Manchin’s insistence on making his votes conditional on measures that have Republican support has effectively handed the minority a powerful new tool — since by not cooperating they can effectively scuttle the Democratic agenda.
But the senator left the negotiations on Wednesday evening and said, “Everyone in that room agreed on the framework.”
The sticking points of the deal come down to how it will be financed. Republicans refuse to raise taxes. Biden opposed a GOP proposal to index the gas tax to inflation or to charge drivers of electric vehicles.
A complicated legislative dance
If Biden signs off, it will require complex congressional choreography to get the bill into law.
Progressives, dismayed at Biden’s diminished ambitions for the package, say that they will not guarantee their votes, including in the House of Representatives, without a simultaneous bill that includes many of the measures that Republicans got removed from the President’s original plan.
“These two things are, I think, going to have to travel together, for either of them to have a chance of passing,” Sen. Michael Bennet, a Colorado Democrat, told CNN’s Erin Burnett on Wednesday.
The larger measure would require Schumer to use a device known as reconciliation that is reserved for budgetary measures. Senate Budget Committee Chairman Bernie Sanders said on MSNBC on Wednesday that he was certain that moderate Democratic senators would back the two-track strategy.

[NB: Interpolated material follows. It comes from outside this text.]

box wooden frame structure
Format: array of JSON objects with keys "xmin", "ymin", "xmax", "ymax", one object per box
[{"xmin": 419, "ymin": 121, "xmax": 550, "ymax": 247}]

But Manchin seemed squeamish about the size of the reconciliation bill that his colleague from Vermont is drawing up.
“That’s big. We’re very, very small,” Manchin told reporters outside the infrastructure talks. “We’re having a hard time getting to the small number — just imagine a big old number.”
Both Schumer and House Speaker Nancy Pelosi emerged from a two-hour meeting with White House officials Wednesday night and expressed optimism that they could move both bills in July, a month that is now shaping up as a blockbuster period for Biden’s agenda.
“One can’t be done without the other,” Schumer said.
There is uncertainty, however, over whether sufficient Republicans will sign onto an infrastructure deal if it is accompanied by a separate spending blitz that Democrats will try to pass on their own.
Republican Sen. Lindsey Graham of South Carolina said on “Fox News Sunday” this week that such an approach would be “very problematic.”
“If you want to work with Republicans to spend a trillion dollars on infrastructure, it’s available to you,” Graham said, paraphrasing his message to Biden. “If you don’t want to go that route and you pick a $6 trillion reconciliation package, I think you’ll get a lot of pushback from every Republican.”
As details broke of an infrastructure deal, negotiators seeking to narrow divides between Democrats and Republicans on police reform are yet to announce an agreement. One of the negotiators, Republican Sen. Tim Scott of South Carolina, previously said that a package needed to be agreed on by the end of June.
One of the top Democrats in the talks, Rep. Karen Bass of California, told CNN on Wednesday that the negotiations, bogged down on the issue of immunity in courts for police officers accused of violent conduct, had some way to go.
A deal on police reform on Thursday before lawmakers go on recess would turn what is already looking like a very good day for Biden into an even better one.